Une partie de la classe politique, principalement à gauche et dans le magma du « En même temps », gaspille le peu de crédit qui lui reste et se ridiculise hors Europe dans une dénonciation obsessionnelle de tout ce qui se passe de l’autre côté de l’Atlantique depuis l’élection de Donald Trump, sans s’occuper de l’état déplorable dans lequel sa propre impéritie a précipité la France ni s’atteler aux innombrables défis à relever pour nous sortir de l’ornière actuelle. Démocratie « illibérale », tyrannie, comparaison avec Hitler, rien n’est trop caricatural pour les Cicérons et les tribuns du déclin français qui réclament le retour en France de la statue de la Liberté, en égrenant une doxa wokiste éventée dans les médias tristement convenus comme détenteurs et défenseurs de la vérité, une pensée unique dont plus personne n’est dupe. Rien sur les problèmes au quotidien du commun des Francais, rien d’autre qu’une diversion en continu sur la moindre déclaration ou décision d’un Président américain qui lui déroule son programme et met visiblement tout en œuvre pour atteindre ses objectifs sans se soucier plus que de raison de critiques stériles et aux effets probablement limités sur ses électeurs, en provenance du vieux Continent…

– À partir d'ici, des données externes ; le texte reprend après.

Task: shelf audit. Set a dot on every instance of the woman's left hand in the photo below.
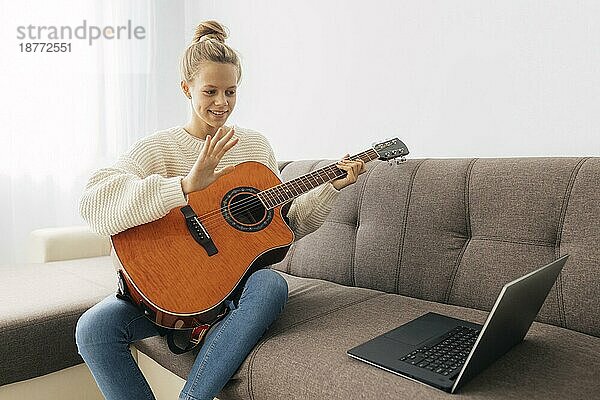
(353, 168)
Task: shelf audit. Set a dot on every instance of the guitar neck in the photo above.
(289, 190)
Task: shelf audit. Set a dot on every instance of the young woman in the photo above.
(155, 176)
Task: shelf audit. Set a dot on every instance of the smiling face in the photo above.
(213, 94)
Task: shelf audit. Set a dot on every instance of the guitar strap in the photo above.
(194, 337)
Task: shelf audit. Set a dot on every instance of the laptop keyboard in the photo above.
(447, 354)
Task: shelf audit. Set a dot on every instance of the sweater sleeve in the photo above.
(309, 210)
(128, 194)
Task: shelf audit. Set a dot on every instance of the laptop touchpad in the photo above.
(417, 331)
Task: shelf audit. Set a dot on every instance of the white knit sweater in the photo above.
(145, 183)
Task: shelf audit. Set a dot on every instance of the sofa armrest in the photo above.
(66, 243)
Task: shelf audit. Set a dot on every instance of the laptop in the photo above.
(445, 352)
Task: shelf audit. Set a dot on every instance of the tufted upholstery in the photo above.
(455, 230)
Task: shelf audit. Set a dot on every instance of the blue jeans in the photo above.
(105, 331)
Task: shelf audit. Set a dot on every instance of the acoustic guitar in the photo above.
(181, 268)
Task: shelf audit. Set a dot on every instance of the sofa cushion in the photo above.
(303, 355)
(40, 306)
(453, 231)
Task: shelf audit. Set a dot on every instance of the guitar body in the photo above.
(181, 274)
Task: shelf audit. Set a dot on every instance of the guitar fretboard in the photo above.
(289, 190)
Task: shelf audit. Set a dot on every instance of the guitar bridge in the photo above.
(198, 231)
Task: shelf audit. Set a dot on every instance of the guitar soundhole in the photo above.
(244, 211)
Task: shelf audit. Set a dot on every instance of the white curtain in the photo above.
(64, 115)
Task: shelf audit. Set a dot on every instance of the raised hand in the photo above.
(203, 172)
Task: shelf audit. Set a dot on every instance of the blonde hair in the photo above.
(208, 44)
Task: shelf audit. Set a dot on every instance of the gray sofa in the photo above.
(425, 235)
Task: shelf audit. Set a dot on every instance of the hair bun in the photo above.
(210, 30)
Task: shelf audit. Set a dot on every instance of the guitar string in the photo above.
(210, 216)
(251, 203)
(207, 216)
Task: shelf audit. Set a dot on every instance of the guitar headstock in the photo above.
(390, 149)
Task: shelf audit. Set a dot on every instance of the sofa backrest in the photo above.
(456, 230)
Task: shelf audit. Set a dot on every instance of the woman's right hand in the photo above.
(203, 172)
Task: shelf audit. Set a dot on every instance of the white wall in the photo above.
(450, 78)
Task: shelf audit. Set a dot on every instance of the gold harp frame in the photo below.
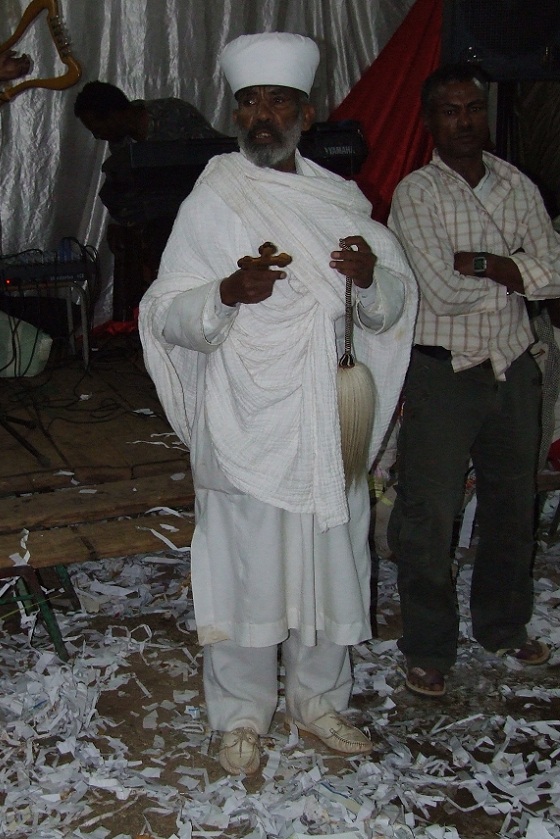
(61, 42)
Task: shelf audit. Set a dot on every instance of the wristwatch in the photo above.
(480, 264)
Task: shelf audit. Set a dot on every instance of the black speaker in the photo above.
(512, 40)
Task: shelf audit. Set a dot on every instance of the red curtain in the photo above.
(386, 103)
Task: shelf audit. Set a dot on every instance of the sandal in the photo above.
(430, 682)
(532, 652)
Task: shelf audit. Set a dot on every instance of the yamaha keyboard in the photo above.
(150, 179)
(338, 146)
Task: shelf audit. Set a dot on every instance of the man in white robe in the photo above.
(245, 362)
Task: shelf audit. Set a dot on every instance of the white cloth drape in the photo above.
(51, 166)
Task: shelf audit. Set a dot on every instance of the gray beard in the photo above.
(271, 155)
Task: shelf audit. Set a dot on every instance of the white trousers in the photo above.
(241, 683)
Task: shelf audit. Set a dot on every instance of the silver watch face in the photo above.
(479, 264)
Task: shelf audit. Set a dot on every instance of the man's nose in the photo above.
(263, 110)
(464, 118)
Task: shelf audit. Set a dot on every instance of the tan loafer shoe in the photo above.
(240, 751)
(336, 733)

Malheureusement, ces fantassins de la défaite avant la bataille ferment délibérément les yeux sur la montée, entre autres menaces mortifères, de l’antisémitisme, la violence au quotidien sous forme de couteaux et de tous les excès, dérives d’une polarisation qui finiront par déboucher sur une forme de quasi guerre civile si collectivement on ne se ressaisit pas et si on reste aveugle devant des drames et coups de force loin d’être anodins comme celui advenu à Crépol ou l’occupation indue par de jeunes migrants pendant des mois de la Gaîté lyrique au cœur de Paris.
Mais qui reste encore dupe de leurs coupables complaisance et déni devant les ferments de décomposition qui nous minent sans relâche ?
La marche organisée par le bloc d’un « peuple de gauche » qui n’a d’uni que les apparences, prévue le 22 mars contre le racisme et l' »extrême droite », précédée par le scandale d’affiches haineuses plaçant des cibles sur des personnalités politiques et médiatiques dont on souhaite l’éradication (jusqu’à quelle extrémité ?) en riposte à l' »offensive réactionnaire internationale » constituera un test redoutable pour le pouvoir actuel. Elle est terriblement symptomatique du degré de division et de haine atteint aujourd’hui dans notre « cher et vieux pays ». Elle est aussi le fruit de l’échec patent d’une illusion néfaste de dépassement du clivage traditionnel entre des conceptions de l’avenir de la France désormais de moins en moins conciliables, portée au pouvoir en 2017 et reconduite en 2022 en grande partie grâce à l’instrumentalisation de la guerre en Ukraine.